É tão habitual ouvir-se dizer que os filhos não trazem livro de instruções. Gostava de propor fazermos a reflexão inversa! “Eles” não trazem livro de instruções? Então e nós, mães e pais? Trazemos?

Uma mãe não nasce no dia em que dá à luz. Talvez até possa, em certa medida, “renascer” ou “reinventar-se”, mas tudo o que ela é, tudo o que viveu até aquele momento, faz invariavelmente parte da sua existência e vai, invariavelmente, acompanhá-la em tudo o que viverá e será no seu papel de mãe. Traz portanto consigo uma “mochila” já bem cheia e na qual, terá que arranjar um cantinho para algo tão “espaçoso” como a maternidade. Uma mãe é mulher, filha, neta, cidadã. Uma mãe tem fantasmas, medos e fragilidades. Uma mãe tem esperanças, desejos e expectativas. Nada disso desaparece no dia em que se faz mãe. Antes pelo contrário, tudo isso se revela e se intensifica!

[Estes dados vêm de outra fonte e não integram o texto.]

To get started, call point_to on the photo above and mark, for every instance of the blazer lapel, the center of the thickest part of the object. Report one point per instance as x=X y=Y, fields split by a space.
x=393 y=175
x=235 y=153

O primeiro olhar dos nossos filhos passa em grande medida pelos olhos da sua mãe, numa linguagem de emoções, que nem sempre compreende. Ora a mãe está feliz, ora está triste, ora a sua voz é suave, ora está a gritar. Umas vezes chora, outras vezes ri-se. Que estranho o mundo lhe pode parecer! Tantas e tantas vezes, estamos a olhar para os nossos filhos e neles procuramos respostas. Esquecemo-nos, por vezes, que também eles nos olham, e mais ainda tantas vezes nos espelham. Atrever-me-ia a dizer que quanto mais olharmos para nós, mais os conseguiremos compreender. E, talvez por isso, o que deveriamos procurar, seja o nosso próprio livro de instruções.

quarta-feira, 18 de fevereiro de 2015

Dica para pais perfeitos!


Muitos pais desabafam que, depois de muito ler e aprender, já sabem como é que devem agir perante alguns comportamentos dos seus filhos, mas que, ainda assim, em muitos momentos, não conseguem agir em conformidade.

1º - A crença de que é possível reagir sempre bem, ou da melhor forma, é utópica e muito pesada. É preciso aceitar em nós a imperfeição, pois isso é ser "perfeitamente humano"! Saber que os seus pais não são perfeitos e perceber assim, que também ela não precisa de o ser, é tremendamente libertador.

2º - Conhecimento (racionalidade) e acção são mediados por emoção. E mais do que saber como devemos agir, é importante cuidar do nosso próprio "sentir" como pais sim, mas principalmente como pessoas. Se não estamos emocionalmente bem, dificilmente teremos disponibilidade mental para aceitar, compreender e encontrar soluções para as diferentes situações.

3º - Um dos erros na forma como os pais reagem ao comportamento dos filhos, é o de se focarem mais no comportamento do que nas suas causas ou significado. Pois o mesmo acontece aqui. Mais do que o que fazemos, e como fazemos, é importante perceber de onde partem as nossas práticas. Estas, são consequência da forma como nos relacionar com as pessoas à nossa volta (o que inclui os nossos filhos). Ou seja, o segredo está em, mais do que usar o conhecimento para mudar os nossos comportamentos, usar esse conhecimento para nos conhecermos melhor a nós próprios e aos nossos filhos e assim mudarmos a forma como nos relacionamos. Isto porque se nos focarmos em transformar a relação, as nossas respostas não precisarão de ser pensadas e nunca estarão erradas. Serão sempre as respostas que a relação que temos nos permite dar.

Em suma, a questão não é se os pais agem sempre da melhor maneira perante os comportamentos dos filhos, mas sim, se se estão a relacionar com os seus filhos da melhor maneira.